# Brazilian Wax



## 2ofus (Dec 25, 2012)

I'm having my first Brazilian wax tomorrow an I'm excited (so is my husband)

Any advice???


----------



## Holland (Aug 20, 2012)

Have a scotch or two first 

But seriously the best thing I can say is that it is important to have it done by someone that you can talk to, the time will pass much quicker and you will forget you have your legs in the air and everything on show.


----------



## Therealbrighteyes (Feb 11, 2010)

You have to go to a place that does waxing with blue Azulene wax, doesn't do it as an "add on" at a nail salon and that is done by a cosmetologist, NOT a nail tech as so often is the case. 
If you are paying under $50 for one, you will regret it. The wax will be cheap and the service will be painful. Most Brazilian waxes cost $75, they are worth every penny and you don't feel nearly what most women describe. Mine puts in a music video of my choosing and I have gone to her every 6 weeks for 4 years and it is pretty pain free.

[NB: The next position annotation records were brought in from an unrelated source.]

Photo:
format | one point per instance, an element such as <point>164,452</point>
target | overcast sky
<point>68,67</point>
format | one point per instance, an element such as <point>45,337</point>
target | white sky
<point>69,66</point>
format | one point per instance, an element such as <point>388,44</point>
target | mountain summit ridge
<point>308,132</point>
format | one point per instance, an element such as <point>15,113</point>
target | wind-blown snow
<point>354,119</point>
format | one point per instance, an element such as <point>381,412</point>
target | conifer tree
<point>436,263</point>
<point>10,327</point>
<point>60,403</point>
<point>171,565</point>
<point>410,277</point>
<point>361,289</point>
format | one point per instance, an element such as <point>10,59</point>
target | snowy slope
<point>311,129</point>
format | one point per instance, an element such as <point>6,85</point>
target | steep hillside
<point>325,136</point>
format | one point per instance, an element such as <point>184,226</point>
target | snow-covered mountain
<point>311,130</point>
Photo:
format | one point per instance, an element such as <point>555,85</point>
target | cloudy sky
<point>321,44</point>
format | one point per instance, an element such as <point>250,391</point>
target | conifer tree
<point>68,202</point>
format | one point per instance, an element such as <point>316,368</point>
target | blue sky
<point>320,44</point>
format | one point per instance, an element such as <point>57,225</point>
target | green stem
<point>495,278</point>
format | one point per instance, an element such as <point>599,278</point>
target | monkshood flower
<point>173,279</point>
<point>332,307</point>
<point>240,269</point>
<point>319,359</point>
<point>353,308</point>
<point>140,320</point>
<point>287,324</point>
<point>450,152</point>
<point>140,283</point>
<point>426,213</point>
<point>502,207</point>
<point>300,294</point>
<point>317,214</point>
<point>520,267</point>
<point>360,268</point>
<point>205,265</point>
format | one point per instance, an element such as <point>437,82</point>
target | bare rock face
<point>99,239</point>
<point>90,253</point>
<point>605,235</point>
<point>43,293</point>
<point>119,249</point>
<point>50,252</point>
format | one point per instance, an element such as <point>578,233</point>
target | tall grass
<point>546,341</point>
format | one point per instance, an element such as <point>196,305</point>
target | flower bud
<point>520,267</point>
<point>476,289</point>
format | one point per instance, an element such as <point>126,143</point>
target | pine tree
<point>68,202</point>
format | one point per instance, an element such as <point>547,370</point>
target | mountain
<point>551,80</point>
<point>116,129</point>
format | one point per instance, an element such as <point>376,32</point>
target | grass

Two things besides what I said: If she dips the applicator in the wax more than once, leave. Every new application needs a new applicator. The wax isn't thrown out and if she double dips, you just got whatever the previous client has all over your privates. If their isn't medical type paper on the table, leave. While they may say they wipe down the table, don't believe it. My waxer worked for one day at a place like that and she assured me that none of the beds were wiped down unless they needed it.

You'll love the results just make sure the product being used is blue hard wax, the waxer is a licensed cosmetologist and inspect the surroundings, paper on the table is the very least. What you are getting is a gyno exam with hot wax. Take the same care as you would about a medical doctor.


----------



## 2ofus (Dec 25, 2012)

Thanks very much Holland and Therealbrighteyes. The beautician I'm going to comes highly recommended, they charge $80. 
I will defiantly keep an eye on double dipping, thanks for that.

How long after can we have sex ? 

I have read on some sites that they say after the swelling goes down?? That doesn't sound to good!!


----------



## Holland (Aug 20, 2012)

I usually have sex that night and never had an issue. 

The biggest problem for me is ingrowns, does anyone had good advice for that?


----------



## Therealbrighteyes (Feb 11, 2010)

2ofus said:


> Thanks very much Holland and Therealbrighteyes. The beautician I'm going to comes highly recommended, they charge $80.
> I will defiantly keep an eye on double dipping, thanks for that.
> 
> How long after can we have sex ?
> ...


If you are paying $80, you are getting blue hard wax and a very skilled waxer. I wanted to add, yeah it will hurt the first time but the hairs grow back soft and each waxing will become much less painful. Hell at this point and just pick my nails and feel little. If you are concerned about pain, many waxers have a topical gel that numbs the area. Don't let it scare you, it's worth it. Swelling? They put a lotion (not sure the name of it) but it is an anti-inflammatory and we had sex within 2 hours that first time. The sites you are referring to must be those who go to nail techs because even after my first (and most aggressive time), I had little swelling and we were at it that night.  TMI but oral sex will feel like nothing you have ever had. Gulp, gasp, okay I'm outta here.


----------



## Therealbrighteyes (Feb 11, 2010)

Holland said:


> I usually have sex that night and never had an issue.
> 
> The biggest problem for me is ingrowns, does anyone had good advice for that?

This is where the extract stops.